Righting wrongs
Matthew Brown investigates how restorative justice can be used to deal with bad behaviour and other problems in primary schools.
Summary
The restorative approach encourages pupils to resolve their own conflicts. It also helps them to develop mediation and conflict-management skills. Two schools discuss how they have used restorative justice to help improve behaviour in both the classroom and the playground.
We talked to...
- Charlie Clare - headteacher at Geoffrey Field Junior School
- Christiann Boulton - classroom teacher at Geoffrey Field Junior School
- Maggie Twydell - headteacher at Neithrop Infants School
The headteacher of Geoffrey Field Junior School in Reading, Charlie Clare, clearly remembers the day he first realised his school's new approach to bad behaviour was working.
Mr Clare had arrived at school that morning to find a child and parent arguing bitterly by the school gates. "The child was in quite a state," says Mr Clare, "so I took him inside to talk to him." However, the headteacher's phone then rang and the child was left standing outside his office.
"There was another child there, someone who's always in trouble," continues Mr Clare. "He started asking the boy what the problem was, listening to his problems and suggesting ways to resolve them.
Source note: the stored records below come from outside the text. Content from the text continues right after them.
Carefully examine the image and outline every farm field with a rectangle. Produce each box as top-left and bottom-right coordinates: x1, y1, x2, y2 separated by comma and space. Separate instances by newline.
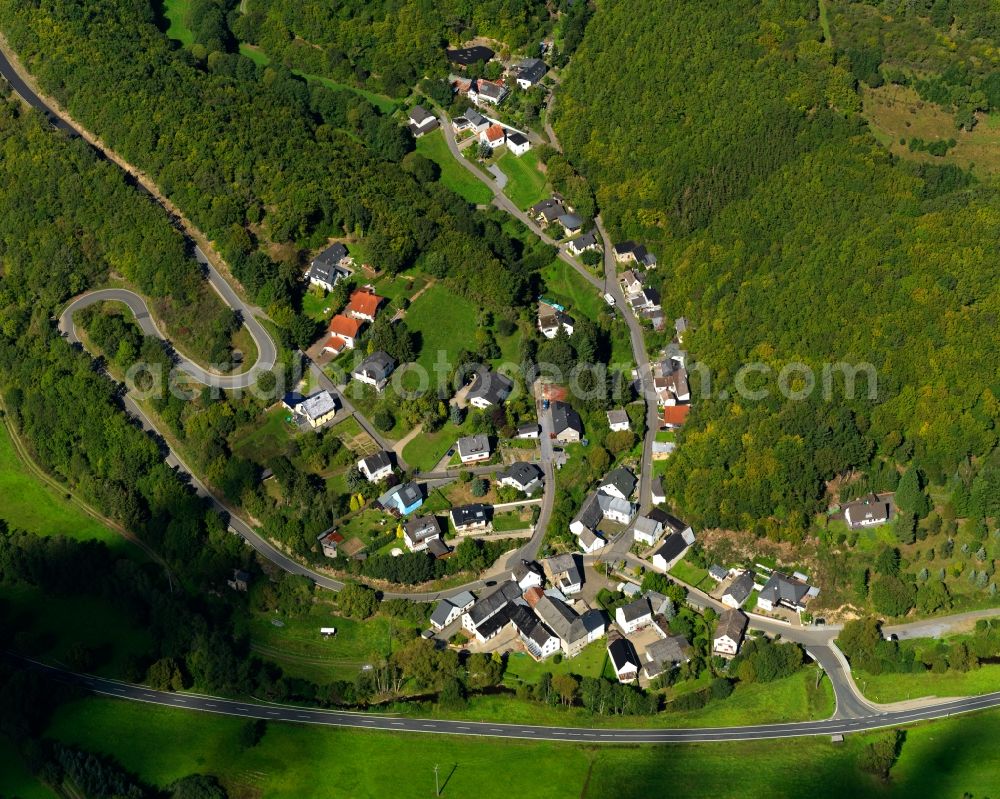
0, 424, 135, 558
27, 698, 1000, 799
496, 149, 547, 211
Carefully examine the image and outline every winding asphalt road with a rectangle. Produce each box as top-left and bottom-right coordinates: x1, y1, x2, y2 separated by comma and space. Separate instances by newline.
59, 260, 278, 391
10, 656, 1000, 744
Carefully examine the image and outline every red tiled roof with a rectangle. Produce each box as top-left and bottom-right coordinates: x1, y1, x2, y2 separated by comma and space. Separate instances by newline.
663, 405, 691, 425
330, 314, 363, 338
347, 289, 383, 318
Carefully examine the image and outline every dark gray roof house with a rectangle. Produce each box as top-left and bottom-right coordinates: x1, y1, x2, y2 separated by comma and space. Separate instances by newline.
599, 466, 638, 499
445, 44, 494, 67
552, 401, 583, 437
500, 461, 543, 492
451, 502, 493, 529
306, 241, 351, 288
507, 130, 528, 147
465, 368, 514, 408
722, 571, 753, 607
353, 350, 396, 385
757, 571, 809, 610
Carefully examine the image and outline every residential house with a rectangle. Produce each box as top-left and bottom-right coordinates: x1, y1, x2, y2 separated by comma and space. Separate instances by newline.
614, 241, 656, 269
462, 580, 521, 641
653, 441, 677, 461
597, 466, 638, 499
632, 516, 663, 546
347, 286, 385, 322
642, 635, 691, 679
516, 422, 542, 438
451, 108, 490, 135
517, 58, 549, 91
757, 571, 819, 611
531, 197, 566, 225
507, 130, 531, 158
528, 589, 604, 657
653, 528, 694, 573
455, 433, 492, 463
378, 483, 424, 516
358, 449, 392, 483
712, 609, 750, 658
844, 494, 892, 530
510, 558, 545, 592
618, 269, 645, 298
351, 350, 396, 391
409, 105, 438, 138
306, 241, 354, 291
608, 637, 639, 683
542, 554, 583, 596
403, 516, 441, 552
551, 400, 583, 444
559, 213, 583, 236
445, 44, 495, 69
663, 405, 691, 430
469, 78, 510, 106
510, 605, 559, 660
615, 597, 653, 635
498, 461, 544, 494
449, 502, 493, 533
576, 527, 608, 555
538, 303, 576, 338
295, 391, 337, 430
649, 477, 667, 505
318, 530, 344, 558
479, 123, 507, 149
465, 367, 514, 410
566, 230, 601, 256
608, 408, 632, 433
323, 314, 364, 353
722, 571, 754, 608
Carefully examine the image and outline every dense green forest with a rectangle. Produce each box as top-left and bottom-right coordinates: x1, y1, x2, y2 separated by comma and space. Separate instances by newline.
233, 0, 552, 96
0, 0, 540, 343
557, 0, 1000, 536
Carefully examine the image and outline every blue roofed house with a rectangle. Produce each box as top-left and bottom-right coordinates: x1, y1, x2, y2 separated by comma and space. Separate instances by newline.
378, 483, 424, 516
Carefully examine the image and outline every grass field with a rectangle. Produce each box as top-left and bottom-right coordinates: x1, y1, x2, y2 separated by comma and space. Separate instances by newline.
406, 283, 478, 379
0, 424, 133, 558
238, 44, 397, 114
542, 260, 608, 322
496, 150, 547, 211
417, 130, 493, 205
0, 586, 151, 676
163, 0, 194, 47
230, 405, 295, 465
29, 698, 1000, 799
863, 84, 1000, 173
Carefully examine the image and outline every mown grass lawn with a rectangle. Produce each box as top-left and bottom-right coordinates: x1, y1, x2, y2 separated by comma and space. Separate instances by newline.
245, 602, 419, 685
406, 283, 478, 378
238, 44, 398, 114
0, 424, 135, 559
163, 0, 194, 47
496, 150, 547, 211
417, 130, 493, 205
31, 697, 1000, 799
0, 585, 152, 676
542, 259, 608, 322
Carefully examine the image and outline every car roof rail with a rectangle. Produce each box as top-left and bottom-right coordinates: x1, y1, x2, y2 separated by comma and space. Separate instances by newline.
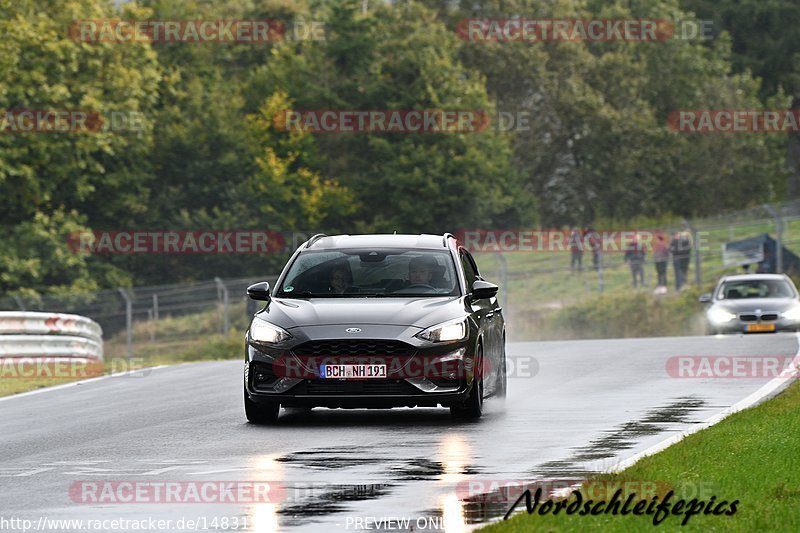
305, 233, 327, 248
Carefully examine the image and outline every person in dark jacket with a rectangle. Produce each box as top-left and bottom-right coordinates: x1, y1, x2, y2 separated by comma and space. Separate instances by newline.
583, 226, 602, 270
653, 233, 669, 287
669, 231, 692, 291
625, 237, 645, 289
569, 228, 583, 272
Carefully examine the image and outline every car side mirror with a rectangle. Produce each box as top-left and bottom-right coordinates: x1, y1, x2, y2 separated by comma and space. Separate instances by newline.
472, 279, 500, 300
247, 281, 270, 302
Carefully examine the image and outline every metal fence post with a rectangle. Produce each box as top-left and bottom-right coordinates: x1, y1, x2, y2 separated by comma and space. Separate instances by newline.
117, 287, 133, 360
496, 252, 508, 307
683, 218, 703, 287
597, 250, 603, 292
151, 293, 158, 341
764, 204, 783, 274
214, 278, 230, 335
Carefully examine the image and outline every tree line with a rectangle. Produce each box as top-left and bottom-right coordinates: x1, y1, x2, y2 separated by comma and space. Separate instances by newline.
0, 0, 800, 295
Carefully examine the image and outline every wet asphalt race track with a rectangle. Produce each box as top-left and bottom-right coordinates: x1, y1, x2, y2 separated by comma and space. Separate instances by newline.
0, 334, 798, 532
It was all the things I would have said myself. In the end, the boy came in and said, 'I don't need to talk to you now, I've sorted it out.' And off he went."
Pupil power
The idea of peer mediation was introduced at Geoffrey Field Junior School about five years ago. Now, the school has 16 peer mediators - two boys and two girls elected from each year group - trained in mediation and conflict-management skills (what the professionals term 'active listening'). The mediators, dressed in emerald green jackets, are on duty every break and lunch time. When any of their peers get into an argument that can't be resolved, they can approach the mediators who will then take the troubled pupils aside, listen to their views, give feedback on what they've heard and help them come up with solutions.
"When it was first suggested to me, I was very sceptical," admits Mr Clare. "I thought the idea of children helping each other solve conflicts was a bridge too far. But it hasn't been; they are very successful at it."
So much so that the children have made a video to encourage local schools in the area to adopt similar approaches. Now, the peer mediators at Geoffrey Field Junior School handle more than 50 mediations a year. These are mostly cases of what the school's citizenship teacher Christiann Boulton calls "minor fallings out" and "friendship conflicts". As Miss Boulton explains, "More serious disputes are still dealt with by staff."
Learning skills
The ultimate aim of the mediation programme at the school is to enable all the pupils to develop mediation and conflict-management skills. These skills were first introduced to the school by Belinda Hopkins, director of an educational support service called Transforming Conflict.
For the past eight years Ms Hopkins has been running restorative justice courses at the University of Reading for PGCE students, teachers and lunch time supervisors. She is currently piloting a teacher-training course in restorative skills. Underlying restorative justice,
Ms Hopkins explains, "is a set of values and principles based on mutual respect, and an awareness of each other's needs. It's about schools putting relationships at the heart of whatever they do."
Put into practice in schools, the restorative approach has helped improve pupil behaviour, reduce exclusions and raise achievement and attendance. For Ms Hopkins, peer mediation is just one element of an overall approach to resolving conflict that is beginning to transform how schools - and society - deal with bad behaviour.
Police support
The success of restorative justice in schools in the Thames Valley area owes much to the work of the local police force (praised for its restorative approach to youth offenders in a recent report from the Centre for Criminological Research at the University of Oxford).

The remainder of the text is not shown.